Nor is this behaviour the preserve of older creeps. Younger men—without the same history of fundraising and high-profile charity work—have also tried to buy respectability via donations after being called out for inappropriate behaviour.

Oscar nominee Timothée Chalamet knew of Woody Allen’s tainted reputation before agreeing to appear in an upcoming Allen film, but is giving his fee to charity as a result of the light shone on him via the #TimesUp campaign, as if that overturns his original decision to take the role.

There are examples outside showbiz, too. Damian McBride, who now works for Shadow Foreign Secretary Emily Thornberry, was 34 when he was forced to resign as an adviser to Gordon Brown in 2009 over attempts to smear the reputation of senior politicians. When in 2013 he wrote a book capitalising on his time working for Brown, he offered the royalties to his then employer, the Catholic charity Cafod. (They turned him down, after talking to their donor community.)

Although McBride’s behaviour is, of course, nothing like Savile’s, the cases raise a similar question: is the potential income from unchecked donors worth so much to charities that the subsequent reputational damage is justified?

Great Ormond Street Hospital have stated that they will be returning all previous donations from the Presidents Club Charitable Trust and would “never knowingly accept donations raised in this way.”

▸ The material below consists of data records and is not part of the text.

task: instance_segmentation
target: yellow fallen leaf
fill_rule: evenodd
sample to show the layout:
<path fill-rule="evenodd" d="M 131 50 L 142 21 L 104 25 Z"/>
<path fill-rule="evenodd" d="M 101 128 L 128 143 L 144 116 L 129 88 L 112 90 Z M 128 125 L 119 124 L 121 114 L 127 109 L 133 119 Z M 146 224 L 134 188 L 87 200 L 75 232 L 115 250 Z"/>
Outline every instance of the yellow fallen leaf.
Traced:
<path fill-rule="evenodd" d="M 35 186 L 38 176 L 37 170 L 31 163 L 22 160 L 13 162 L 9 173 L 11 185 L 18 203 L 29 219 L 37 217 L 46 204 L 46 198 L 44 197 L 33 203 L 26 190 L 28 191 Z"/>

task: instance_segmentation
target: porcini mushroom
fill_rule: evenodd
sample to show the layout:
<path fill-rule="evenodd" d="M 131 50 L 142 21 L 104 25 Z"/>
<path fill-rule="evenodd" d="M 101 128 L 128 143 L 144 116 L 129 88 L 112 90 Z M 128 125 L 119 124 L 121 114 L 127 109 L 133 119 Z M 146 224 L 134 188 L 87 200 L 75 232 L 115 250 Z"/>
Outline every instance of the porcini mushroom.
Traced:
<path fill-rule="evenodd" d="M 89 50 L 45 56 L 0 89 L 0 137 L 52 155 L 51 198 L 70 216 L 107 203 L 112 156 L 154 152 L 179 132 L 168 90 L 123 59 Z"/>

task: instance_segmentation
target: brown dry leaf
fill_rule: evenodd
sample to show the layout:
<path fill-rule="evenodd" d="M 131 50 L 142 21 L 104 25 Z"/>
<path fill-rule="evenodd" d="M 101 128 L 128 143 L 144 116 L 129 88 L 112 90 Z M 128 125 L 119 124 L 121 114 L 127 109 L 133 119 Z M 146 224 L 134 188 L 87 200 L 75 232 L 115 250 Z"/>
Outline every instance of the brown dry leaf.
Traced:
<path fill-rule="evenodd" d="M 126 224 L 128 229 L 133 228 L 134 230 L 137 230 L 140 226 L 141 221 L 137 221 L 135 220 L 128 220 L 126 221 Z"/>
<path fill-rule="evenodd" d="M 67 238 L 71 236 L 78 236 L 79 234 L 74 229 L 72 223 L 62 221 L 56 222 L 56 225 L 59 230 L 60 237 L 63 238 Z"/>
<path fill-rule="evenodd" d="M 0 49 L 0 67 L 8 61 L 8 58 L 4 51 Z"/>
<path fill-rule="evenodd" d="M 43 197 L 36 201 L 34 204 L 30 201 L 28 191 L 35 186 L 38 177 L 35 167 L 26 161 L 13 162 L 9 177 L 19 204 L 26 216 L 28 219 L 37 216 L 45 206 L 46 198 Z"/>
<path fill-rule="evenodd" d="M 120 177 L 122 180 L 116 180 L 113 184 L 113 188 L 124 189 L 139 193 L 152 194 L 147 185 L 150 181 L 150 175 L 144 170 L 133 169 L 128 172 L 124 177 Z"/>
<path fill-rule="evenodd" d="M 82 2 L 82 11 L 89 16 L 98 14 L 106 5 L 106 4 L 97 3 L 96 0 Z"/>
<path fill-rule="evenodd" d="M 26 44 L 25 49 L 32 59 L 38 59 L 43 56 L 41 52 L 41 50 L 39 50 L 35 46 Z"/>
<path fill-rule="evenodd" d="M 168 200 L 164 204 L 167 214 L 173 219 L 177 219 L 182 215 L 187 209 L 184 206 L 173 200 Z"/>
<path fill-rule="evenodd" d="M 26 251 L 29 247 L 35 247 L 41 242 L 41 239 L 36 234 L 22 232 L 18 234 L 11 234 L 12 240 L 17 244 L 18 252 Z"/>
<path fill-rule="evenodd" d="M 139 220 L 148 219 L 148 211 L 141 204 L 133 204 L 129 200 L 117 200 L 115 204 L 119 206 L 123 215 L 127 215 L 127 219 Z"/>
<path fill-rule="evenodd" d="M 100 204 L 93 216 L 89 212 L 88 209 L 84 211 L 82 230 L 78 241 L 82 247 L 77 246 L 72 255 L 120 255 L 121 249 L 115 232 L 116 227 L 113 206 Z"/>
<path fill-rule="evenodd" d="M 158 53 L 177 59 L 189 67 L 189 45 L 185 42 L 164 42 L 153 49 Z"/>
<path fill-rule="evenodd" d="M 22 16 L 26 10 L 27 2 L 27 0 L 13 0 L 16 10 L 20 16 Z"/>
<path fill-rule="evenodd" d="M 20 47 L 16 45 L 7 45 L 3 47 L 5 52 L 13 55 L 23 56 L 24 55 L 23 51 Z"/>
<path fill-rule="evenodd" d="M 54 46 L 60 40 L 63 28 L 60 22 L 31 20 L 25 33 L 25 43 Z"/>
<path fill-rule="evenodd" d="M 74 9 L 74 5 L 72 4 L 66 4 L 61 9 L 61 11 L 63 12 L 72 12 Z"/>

Simon Beresford, head of fundraising and marketing for CharityConnect, wrote in a furious blog post “It doesn't matter if these are important donors. It doesn't matter if challenging this behaviour may cause offence or mean that a short term fundraising target isn't met. We mustn't, as a sector, be complicit in this kind of behaviour anymore.”

It is, of course, entirely possible to fundraise without using young women as props—and indeed more efficient to do so without going through a third party such as Presidents Club.

In 2016 the Presidents Club annual dinner cost £597,790 to put on, for an event that made charitable donations of £1,610,000. Giving directly to charities would save face and save money—which could then be put to better use helping the vulnerable.

Charities, too, have to consider the impact of famous and infamous donors. Aidan Warner, external relations manager for NCVO, told Buzzfeed: "The easy thing is to take the money, but sensible charities know there are wider considerations to take into account. Taking money from an event like this wouldn't meet the standards that charities set for themselves or that the public expects of them."

It may be that wider change is needed. The Charity Commission have been awarded £5m extra funds from the government this week, due to the extra demands currently faced by the organisation—but this is just interim funding until they can persuade the big names of the charity sector, with the big incomes to match, to fund their work. Calls for better or additional regulation may be coming at the worst possible time.

The chair of the parliamentary committee on women and equalities, Maria Miller MP, suggested that the onus was on the business community to take equality seriously and for the government to strengthen the Equality Act.